Balestra: Siamo andati a studiarla in Friuli, a Sauris e Lauco, dove l’avevano messo in pratica per risorgere dal terremoto. Abbiamo capito che da noi poteva essere realizzato anche senza i fondi pubblici grazie a un impegno collettivo: Comune, parrocchia e privati avevano diversi appartamenti sfitti. Loro li hanno messi a disposizione quasi a fondo perduto, noi li abbiamo arredati e ristrutturati e inseriti nella nostra offerta di ospitalità diffusa. Nel centro ci sono a disposizione circa 60 posti letto, cui si aggiungono le 5 baite sopra il paese, chiamate «calecc», fino alla baita della Val d’Inferno, a 1.800 metri, in cui sperimentare l’emozione della vita d’alpeggio.
SJ: Perché una cooperativa di sole donne?
Balestra: Per ragioni storiche e pratiche. Che partono dalla mia stessa famiglia: mia suocera ha “tenuto la posizione” per anni quando mio suocero è emigrato a lavorare in Francia. Tante altre come lei sono rimaste a Ornica con i bambini, a gestire il bestiame e a seguire la fienagione. Anche se quei mestieri stanno scomparendo, molte donne oggi restano in paese dividendosi faticosamente tra bambini e lavoro. Noi le abbiamo coinvolte in una proposta che potesse tenerle ancora più vicine a casa, aiutandole a mettere in campo le loro capacità: c’è chi è brava a cucinare, chi è perfetta per il rapporto con il pubblico, chi sa fare la guida turistica o l’animazione.
SJ: Cosa deve aspettarsi un turista che arriva ad Ornica?
Balestra: Deve voler vivere un’autentica esperienza di vita contadina di montagna. Ci saranno attività per tutte le stagioni: la tosatura delle pecore, la fienagione, la raccolta delle erbe spontanee per la cucina, la scoperta dei fiori, la vita d’alpeggio, la mungitura e la produzione del formaggio, escursioni lungo le antiche vie di frontiera verso la Valtellina, l’attività del norcino e la conoscenza degli animali di montagna insieme ai cacciatori. Nella nostra proposta è compresa anche un’esperienza didattica aperta a tutte le scuole, dagli alunni dell’asilo alle superiori.
SJ: Come ha reagito la comunità?
Balestra: Invece di chiudersi, si è mobilitata.

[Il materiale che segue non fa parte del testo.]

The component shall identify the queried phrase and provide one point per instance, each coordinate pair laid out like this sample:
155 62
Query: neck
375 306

Il primo evento pubblico è stata la tosatura delle pecore, nel mese di maggio, ed è successo che diversi anziani si siano presentati a raccontare la loro storia di contadini e a spiegare come gestire il bestiame. Adesso abbiamo sacchi pieni lana cardata con cui realizzeremo presto calze e piccoli indumenti. La nascita della cooperativa ha creato molti altri spin off imprenditoriali: abbiamo uno spaccio dove acquistare formaggi, salumi e frutti di bosco; c’è un artigiano che ha aperto una bottega di manufatti di legno; una socia che sta pensando di creare un’azienda agricola sul posto; una signora inglese, che si è trasferita a vivere qui, ora vorrebbe aprire un bed&breakfast. Ma la cosa più bella sono i giovani volontari: una quindicina di ragazze e ragazzi di tutte le famiglie del paese, che si sono mobilitati per accompagnare e orientare i turisti durante gli eventi. È su di loro, i nostri figli che crescono in questa terra di confine tra il passato e il futuro, che scommettiamo per far rivivere Ornica.